Objectives: Adolescent health behaviours do not support optimal development. Adolescents are reportedly difficult to engage in health behaviour improvement initiatives. Little is known about what adolescents value in relation to diet and physical activity or how best to target these in health interventions. This study explored adolescents’ values in relation to diet and physical activity and how these values can inform health intervention design.
Design: Qualitative semi-structured interviews explored adolescents’ lives, what they thought about diet and physical activity and what might support them to improve their health behaviours.
Methods: A total of 13 group interviews were conducted with 54 adolescents aged 13–14 years, of whom 49% were girls and 95% identified as White British. Participants were recruited from a non-selective secondary school in a large southern UK city. Inductive thematic analysis was used to identify key adolescent values.
Results: Adolescents valued being with their friends, doing what they enjoyed and were good at; being healthy was important to them but only if achievable without compromising other things that are important to them. The need to be healthy was not aligned with adolescents’ basic psychological needs, nor their strongly held priorities and values.
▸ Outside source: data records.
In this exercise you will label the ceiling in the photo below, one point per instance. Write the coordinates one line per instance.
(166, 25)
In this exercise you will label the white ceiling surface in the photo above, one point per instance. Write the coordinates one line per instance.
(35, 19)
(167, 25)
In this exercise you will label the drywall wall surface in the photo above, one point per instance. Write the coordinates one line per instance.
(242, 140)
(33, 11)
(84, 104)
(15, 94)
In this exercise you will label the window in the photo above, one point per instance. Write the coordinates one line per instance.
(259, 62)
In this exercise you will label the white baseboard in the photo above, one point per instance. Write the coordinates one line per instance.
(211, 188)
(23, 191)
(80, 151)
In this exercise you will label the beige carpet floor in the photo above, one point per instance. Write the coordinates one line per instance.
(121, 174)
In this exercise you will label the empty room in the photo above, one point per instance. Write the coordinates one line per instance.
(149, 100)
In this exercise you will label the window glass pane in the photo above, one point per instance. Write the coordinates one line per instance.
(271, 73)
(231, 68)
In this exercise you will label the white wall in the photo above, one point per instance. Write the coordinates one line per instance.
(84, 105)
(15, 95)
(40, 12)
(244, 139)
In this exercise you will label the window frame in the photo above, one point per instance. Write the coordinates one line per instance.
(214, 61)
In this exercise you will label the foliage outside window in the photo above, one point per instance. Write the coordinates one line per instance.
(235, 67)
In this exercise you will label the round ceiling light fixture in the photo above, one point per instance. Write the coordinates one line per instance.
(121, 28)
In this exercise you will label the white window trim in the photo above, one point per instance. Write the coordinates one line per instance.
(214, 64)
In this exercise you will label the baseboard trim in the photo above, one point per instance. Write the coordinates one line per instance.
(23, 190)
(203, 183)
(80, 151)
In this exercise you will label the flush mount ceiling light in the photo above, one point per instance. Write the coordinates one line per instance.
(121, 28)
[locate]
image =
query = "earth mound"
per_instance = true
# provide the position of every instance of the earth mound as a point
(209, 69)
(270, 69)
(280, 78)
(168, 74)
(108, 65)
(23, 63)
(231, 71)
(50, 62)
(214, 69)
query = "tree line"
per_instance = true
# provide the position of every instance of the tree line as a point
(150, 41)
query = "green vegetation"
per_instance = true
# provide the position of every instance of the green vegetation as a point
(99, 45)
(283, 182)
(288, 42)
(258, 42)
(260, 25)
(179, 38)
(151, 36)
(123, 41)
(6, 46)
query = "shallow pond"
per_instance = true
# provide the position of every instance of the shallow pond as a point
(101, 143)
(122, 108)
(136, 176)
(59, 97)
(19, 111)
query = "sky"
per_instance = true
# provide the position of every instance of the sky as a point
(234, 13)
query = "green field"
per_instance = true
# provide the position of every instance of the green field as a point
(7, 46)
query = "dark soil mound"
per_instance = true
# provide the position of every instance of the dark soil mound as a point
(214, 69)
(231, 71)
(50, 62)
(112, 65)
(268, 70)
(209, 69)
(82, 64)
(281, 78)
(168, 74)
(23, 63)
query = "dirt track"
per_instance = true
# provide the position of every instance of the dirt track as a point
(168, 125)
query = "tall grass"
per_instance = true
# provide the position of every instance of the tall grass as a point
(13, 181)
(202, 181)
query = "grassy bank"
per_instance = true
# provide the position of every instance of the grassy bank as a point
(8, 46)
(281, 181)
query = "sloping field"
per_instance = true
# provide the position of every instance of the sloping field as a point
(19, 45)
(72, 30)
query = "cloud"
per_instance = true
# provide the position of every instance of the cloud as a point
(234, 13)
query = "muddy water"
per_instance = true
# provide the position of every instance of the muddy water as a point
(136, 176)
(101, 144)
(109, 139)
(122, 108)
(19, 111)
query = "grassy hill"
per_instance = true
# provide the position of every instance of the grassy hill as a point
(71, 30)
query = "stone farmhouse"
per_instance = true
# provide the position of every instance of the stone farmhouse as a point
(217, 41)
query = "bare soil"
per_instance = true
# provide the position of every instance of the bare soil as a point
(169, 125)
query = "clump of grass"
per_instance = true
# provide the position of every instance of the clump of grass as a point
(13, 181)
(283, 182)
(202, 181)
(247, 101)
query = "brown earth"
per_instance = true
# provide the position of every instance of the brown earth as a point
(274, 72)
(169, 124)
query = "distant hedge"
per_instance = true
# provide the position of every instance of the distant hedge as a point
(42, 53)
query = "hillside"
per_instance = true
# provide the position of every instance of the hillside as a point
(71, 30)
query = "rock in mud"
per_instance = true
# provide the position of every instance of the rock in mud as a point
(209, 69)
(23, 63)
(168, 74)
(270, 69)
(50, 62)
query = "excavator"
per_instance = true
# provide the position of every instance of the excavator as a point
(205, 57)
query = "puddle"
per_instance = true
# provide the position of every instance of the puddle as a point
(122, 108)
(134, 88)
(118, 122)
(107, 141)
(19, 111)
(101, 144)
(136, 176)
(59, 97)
Conclusions: Health is not a motivating factor for adolescents; therefore, interventions designed solely to improve health are unlikely to engage them. Instead, interventions that align with the values and priorities specified by adolescents are more likely to be effective in supporting them to eat well and be more active.
What does this study add?
- Interviews with adolescents highlight specific values that drive their food and physical activity choices: a need to be with friends, to be seen and heard as individuals, to do what they enjoy and are good at, and to be respected and supported.
- Interventions to engage adolescents in health behaviour change need to offer opportunities for them to make their own, healthy decisions about their life, to have a sense of belonging to communities of peers, and to spend their time and energy on things that are enjoyable, rewarding, and not difficult to achieve.
- In doing so, interventions will fulfil young people’s adolescents’ basic psychological needs for autonomy, competence, and relatedness and give rise to more autonomous forms of motivation for eating well and being active.